Conventional phenotypic identification tools using morphological and biochemical characteristics often fail to identify S. lugdunensis. Moreover, S. lugdunensis is easily misidentified as Staphylococcus aureus if the slide coagulase test is used rather than the tube test. Alternative molecular methods like matrix-assisted laser desorption/ionization time-of-flight mass spectrometry (MALDI TOF) is useful for identification of S. lugdunensis strains from other coagulase-negative staphylococci [7, 8]. The organism can still be underdiagnosed because of improper identification or dismissed as contaminants of normal skin flora in surgical biopsies. According to Sivadon et al., of the coagulase-negative staphylococci involved in bone and joint infections, S. lugdunensis is responsible for 7% of the cases while Staphylococcus epidermidis is the major isolate (81% of the cases) . Thus, however, many authors believe that infections caused by this pathogen are underreported. We identified two S. lugdunensis infections following ACL reconstructions in the past two years.
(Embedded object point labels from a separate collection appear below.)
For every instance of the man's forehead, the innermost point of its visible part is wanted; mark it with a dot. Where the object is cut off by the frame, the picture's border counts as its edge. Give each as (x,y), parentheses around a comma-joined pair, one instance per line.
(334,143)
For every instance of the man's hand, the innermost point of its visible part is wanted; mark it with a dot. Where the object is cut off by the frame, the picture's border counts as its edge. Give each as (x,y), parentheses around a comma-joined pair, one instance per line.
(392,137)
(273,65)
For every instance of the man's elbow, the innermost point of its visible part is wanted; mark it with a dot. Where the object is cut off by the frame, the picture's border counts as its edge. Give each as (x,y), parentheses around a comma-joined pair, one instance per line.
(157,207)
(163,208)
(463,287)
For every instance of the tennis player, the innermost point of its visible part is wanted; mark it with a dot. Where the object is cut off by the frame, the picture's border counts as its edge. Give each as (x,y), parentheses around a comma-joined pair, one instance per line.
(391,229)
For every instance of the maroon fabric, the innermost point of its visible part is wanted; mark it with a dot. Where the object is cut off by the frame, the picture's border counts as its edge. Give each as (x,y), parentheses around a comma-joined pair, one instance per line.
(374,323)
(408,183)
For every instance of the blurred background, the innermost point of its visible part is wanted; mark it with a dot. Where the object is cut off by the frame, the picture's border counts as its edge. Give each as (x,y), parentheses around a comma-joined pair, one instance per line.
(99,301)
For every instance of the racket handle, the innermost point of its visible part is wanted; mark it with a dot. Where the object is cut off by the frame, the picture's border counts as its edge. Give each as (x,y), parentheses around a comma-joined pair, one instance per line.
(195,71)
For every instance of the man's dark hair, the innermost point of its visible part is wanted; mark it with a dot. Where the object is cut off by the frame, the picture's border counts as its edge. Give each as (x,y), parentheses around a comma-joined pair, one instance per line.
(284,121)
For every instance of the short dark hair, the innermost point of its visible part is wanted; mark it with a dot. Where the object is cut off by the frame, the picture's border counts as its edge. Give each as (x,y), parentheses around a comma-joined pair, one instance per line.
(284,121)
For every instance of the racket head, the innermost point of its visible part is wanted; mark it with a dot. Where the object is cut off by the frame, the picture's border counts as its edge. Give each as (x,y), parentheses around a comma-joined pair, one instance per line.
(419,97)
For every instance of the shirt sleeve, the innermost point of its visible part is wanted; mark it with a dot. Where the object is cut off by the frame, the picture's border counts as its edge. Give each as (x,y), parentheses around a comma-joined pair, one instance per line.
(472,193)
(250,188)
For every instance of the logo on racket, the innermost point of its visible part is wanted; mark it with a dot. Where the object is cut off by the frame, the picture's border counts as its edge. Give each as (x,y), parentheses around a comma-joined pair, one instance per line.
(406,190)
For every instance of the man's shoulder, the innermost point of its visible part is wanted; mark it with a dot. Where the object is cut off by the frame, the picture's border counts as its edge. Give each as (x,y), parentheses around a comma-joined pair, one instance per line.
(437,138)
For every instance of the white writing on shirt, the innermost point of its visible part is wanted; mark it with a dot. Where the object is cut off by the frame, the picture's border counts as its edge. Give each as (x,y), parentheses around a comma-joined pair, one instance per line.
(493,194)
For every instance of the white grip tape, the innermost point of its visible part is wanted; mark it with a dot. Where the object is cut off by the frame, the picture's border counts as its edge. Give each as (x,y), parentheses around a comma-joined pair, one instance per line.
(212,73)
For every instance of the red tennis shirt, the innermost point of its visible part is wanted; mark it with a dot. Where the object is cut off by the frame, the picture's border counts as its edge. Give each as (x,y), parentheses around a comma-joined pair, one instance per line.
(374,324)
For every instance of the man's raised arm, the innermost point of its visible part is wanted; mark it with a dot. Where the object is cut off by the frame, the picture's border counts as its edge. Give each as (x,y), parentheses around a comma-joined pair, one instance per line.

Previously reported studies found increased operative time, tourniquet inflation time, contaminated sterile inflow cannula, contamination of the used autograft during operation, concomitant open surgical procedures, increased foreign body load, and use of drain associated with increased risk for postoperative septic arthritis following ACL reconstruction. Mei-Dan et al. published a case report in 2007 of septic arthritis with S. lugdunensis following ACL revision with a BPTB allograft. They underscored the history of previous ACL surgery as a potential risk factor for their case . Our cases were similar and were multiligament knee injuries with additional open procedures involved in the surgery. Additional open procedures, increased surgery time, and increased foreign body load may have been risk factors in our cases.
The allografts used for the procedures were supplied by two different major tissue banks and had been cryopreserved. Although the grafts were processed with standard sterilization protocols, septic arthritis following ACL reconstruction related to contaminated tendon allografts has been published . We were able to rule out the allograft as the source of infection in only one of our cases.
The relatively high virulence of S. lugdunensis in comparison to other coagulase-negative staphylococci, in addition to its ability to quickly form a biofilm and develop antibiotic resistance, mandates rapid and aggressive treatment. In both of our cases, we believe that early I&D in addition to long-term parenteral and oral antibiotics were key to a successful recovery.
In conclusion, S. lugdunensis is a coagulase-negative staphylococcus species with high virulence. Specific tools like MALDI TOF spectrometry or molecular methods are required for identification. Infection could be eradicated with quick and aggressive management including serial arthroscopic I&Ds and long-term antibiotic treatment. High suspicion should be raised in ACL infections with risk factors.
Conflicts of Interest
The authors declare that they have no conflicts of interest.